Evolving lockfiles
Warning
This is an experimental feature subject to breaking changes in future releases.
As described before, lockfiles are immutable, they cannot change the information they contain. If some install or create command tries to change some data in a lockfile, it will error. This doesn’t mean that operations on lockfiles cannot be done, as it is possible to create a new lockfile from an existing one.
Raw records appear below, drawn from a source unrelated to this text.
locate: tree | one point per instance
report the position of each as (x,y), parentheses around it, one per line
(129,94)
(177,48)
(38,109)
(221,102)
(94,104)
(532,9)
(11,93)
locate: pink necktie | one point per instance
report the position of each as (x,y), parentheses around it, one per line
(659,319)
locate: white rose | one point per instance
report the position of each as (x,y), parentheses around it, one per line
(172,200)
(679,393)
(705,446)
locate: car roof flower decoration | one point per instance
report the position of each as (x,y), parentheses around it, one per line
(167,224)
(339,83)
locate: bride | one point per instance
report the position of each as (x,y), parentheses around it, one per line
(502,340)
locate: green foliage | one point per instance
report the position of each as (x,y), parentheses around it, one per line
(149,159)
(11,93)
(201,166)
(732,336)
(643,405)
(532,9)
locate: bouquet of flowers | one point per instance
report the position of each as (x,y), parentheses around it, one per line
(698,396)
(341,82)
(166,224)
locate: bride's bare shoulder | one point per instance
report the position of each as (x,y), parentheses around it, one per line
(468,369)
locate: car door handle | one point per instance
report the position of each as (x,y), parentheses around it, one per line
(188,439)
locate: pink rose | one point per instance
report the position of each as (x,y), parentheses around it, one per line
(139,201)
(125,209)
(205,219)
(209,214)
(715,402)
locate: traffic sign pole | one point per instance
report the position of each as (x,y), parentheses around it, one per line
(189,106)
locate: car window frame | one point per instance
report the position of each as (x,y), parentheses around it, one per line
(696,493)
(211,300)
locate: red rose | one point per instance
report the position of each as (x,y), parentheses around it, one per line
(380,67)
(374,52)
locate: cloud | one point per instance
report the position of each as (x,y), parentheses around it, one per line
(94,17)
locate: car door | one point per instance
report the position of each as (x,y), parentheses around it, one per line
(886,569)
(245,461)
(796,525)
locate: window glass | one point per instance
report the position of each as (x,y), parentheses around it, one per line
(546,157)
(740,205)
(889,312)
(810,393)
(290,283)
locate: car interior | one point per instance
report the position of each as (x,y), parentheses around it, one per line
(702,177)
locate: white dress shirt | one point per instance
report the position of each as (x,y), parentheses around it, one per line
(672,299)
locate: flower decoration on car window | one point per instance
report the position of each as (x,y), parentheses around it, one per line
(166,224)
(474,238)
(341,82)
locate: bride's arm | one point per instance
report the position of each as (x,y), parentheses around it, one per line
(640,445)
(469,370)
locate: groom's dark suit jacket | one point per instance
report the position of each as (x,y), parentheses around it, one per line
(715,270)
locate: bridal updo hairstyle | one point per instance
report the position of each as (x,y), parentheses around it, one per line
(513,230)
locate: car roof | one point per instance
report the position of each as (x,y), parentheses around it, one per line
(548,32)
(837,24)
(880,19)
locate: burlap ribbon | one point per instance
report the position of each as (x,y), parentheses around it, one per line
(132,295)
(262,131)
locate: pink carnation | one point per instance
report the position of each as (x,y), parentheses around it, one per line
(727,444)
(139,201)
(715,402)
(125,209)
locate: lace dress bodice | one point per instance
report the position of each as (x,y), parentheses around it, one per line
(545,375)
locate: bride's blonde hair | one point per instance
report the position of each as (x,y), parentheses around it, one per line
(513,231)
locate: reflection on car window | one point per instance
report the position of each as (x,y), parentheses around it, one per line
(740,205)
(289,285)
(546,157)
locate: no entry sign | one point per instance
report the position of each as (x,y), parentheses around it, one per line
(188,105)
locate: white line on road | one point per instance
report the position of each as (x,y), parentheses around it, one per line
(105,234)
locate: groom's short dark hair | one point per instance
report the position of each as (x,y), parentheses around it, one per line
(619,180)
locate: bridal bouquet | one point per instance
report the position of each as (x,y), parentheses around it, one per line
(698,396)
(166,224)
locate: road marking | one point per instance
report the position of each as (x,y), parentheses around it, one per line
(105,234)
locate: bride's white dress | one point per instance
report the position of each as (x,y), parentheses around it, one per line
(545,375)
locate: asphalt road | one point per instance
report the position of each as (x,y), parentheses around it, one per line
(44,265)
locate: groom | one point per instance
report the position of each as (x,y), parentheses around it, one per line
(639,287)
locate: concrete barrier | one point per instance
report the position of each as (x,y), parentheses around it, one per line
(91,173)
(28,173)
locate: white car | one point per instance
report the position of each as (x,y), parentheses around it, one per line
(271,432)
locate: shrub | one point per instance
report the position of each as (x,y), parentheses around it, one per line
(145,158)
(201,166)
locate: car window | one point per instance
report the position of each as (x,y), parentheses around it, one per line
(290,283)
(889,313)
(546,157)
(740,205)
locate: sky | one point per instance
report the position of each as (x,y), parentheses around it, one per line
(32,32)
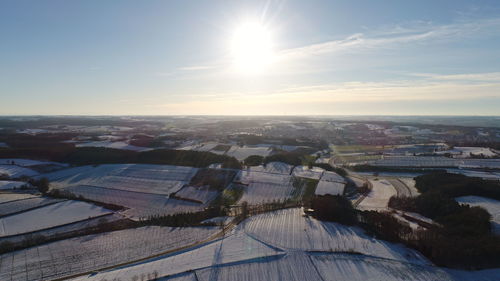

We have already done this, obtaining a full lockfile for a specific configuration from an initial “base” lockfile.
There are several scenarios you might want to create a new lockfile from an existing one.
Deriving a partial lockfile
Lets say that we have an application app/1.0
that depends on libc/1.0
that depends on libb/1.0
that finally depends on liba/1.0
. We could capture a “base” lockfile from it, and then several full
lockfiles, one per configuration:
$ conan lock create --reference=app/1.0@ --base --lockfile-out=app_base.lock
$ conan lock create --reference=app/1.0@ --lockfile=app_base.lock -s build_type=Release --lockfile-out=app_release.lock
$ conan lock create --reference=app/1.0@ --lockfile=app_base.lock -s build_type=Debug --lockfile-out=app_debug.lock
Now a developer wants to start testing some changes in libb
, using the same dependencies versions defined
in the lockfile. As libb
is locked, it will not be possible to create a new version libb/1.1
or build
a new binary for it with the existing lockfiles. But we can create a new lockfile for it in different ways.
For example, we could derive directly from the app_release.lock and app_debug.lock lockfiles:
$ git clone <libb-repo> && cd libb
$ conan lock create conanfile.py --lockfile=app_release.lock --lockfile-out=libb_deps_release.lock
$ conan lock create conanfile.py --lockfile=app_debug.lock --lockfile-out=libb_deps_debug.lock
This will create partial lockfiles, only for libb
dependencies, i.e. locking liba/1.0
, that can be used
while installing, building and testing libb
.
But it is also possible to derive a new “base” profile from app_base.lock only for libb dependencies, and then compute from it the configuration specific profiles.
These partial lockfiles will be smaller than the original app lockfiles, not containing information at all about
app
and libc
.
Integrating a partial lockfile
This would be the opposite flow. Lets take the previous libb_deps_release.lock and libb_deps_debug.lock
lockfiles and create new libb/1.1
packages with it, and obtaining new lockfiles:
# in the libb source folder
$ conan create . --lockfile=libb_deps_release.lock --lockfile-out=libb_release.lock
$ conan create . --lockfile=libb_deps_debug.lock --lockfile-out=libb_debug.lock
These lockfiles will be containing locked information to liba/1.0
and a new libb/1.1
version.
Now we would like to check if app/1.0
will pick this new version, and in case it is used, we would
like to rebuild whatever is necessary (that is part of the next CI section).
Important
It is not possible to pick the old app_base.lock, app_release.lock or app_debug.lock
lockfiles and inject the new libb/1.1
version, as this would be violating the integrity of the lockfile.
Nothing guarantees that the downstream packages will effectively use the new version, as it might fall outside
the valid range defined in libc/1.0
, for example. Also, downstream consumers app/1.0
and libc/1.0
could result in different package-ids as a result of having a new dependency, and this goes against the
immutability of the lockfile data, as the package-ids for them would be already locked.
Let’s create new lockfiles that will use the existing libb_debug.lock
and libb_release.lock
information if possible:
$ conan lock create --reference=app/1.0@ --lockfile=libb_release.lock --lockfile-out=app_release.lock
$ conan lock create --reference=app/1.0@ --lockfile=libb_debug.lock --lockfile-out=app_debug.lock
This will create new app_release.lock and app_debug.lock that will have both libb/1.1
and liba/1.0
locked. If for some reason, libc/1.0
had fixed a requires = "libb/1.0"
, then the resulting lockfile
would resolve and lock libb/1.0
instead. The build-order
command (see next section) will tell us that there
is nothing to build, as it is effectively computing the same lockfile that existed before. It is also
possible, and a CI pipeline could do it, to directly check that libb/1.1
is defined inside the new lockfiles.
If it is not there, it means that it didn’t integrate, and nothing needs to be done downstream.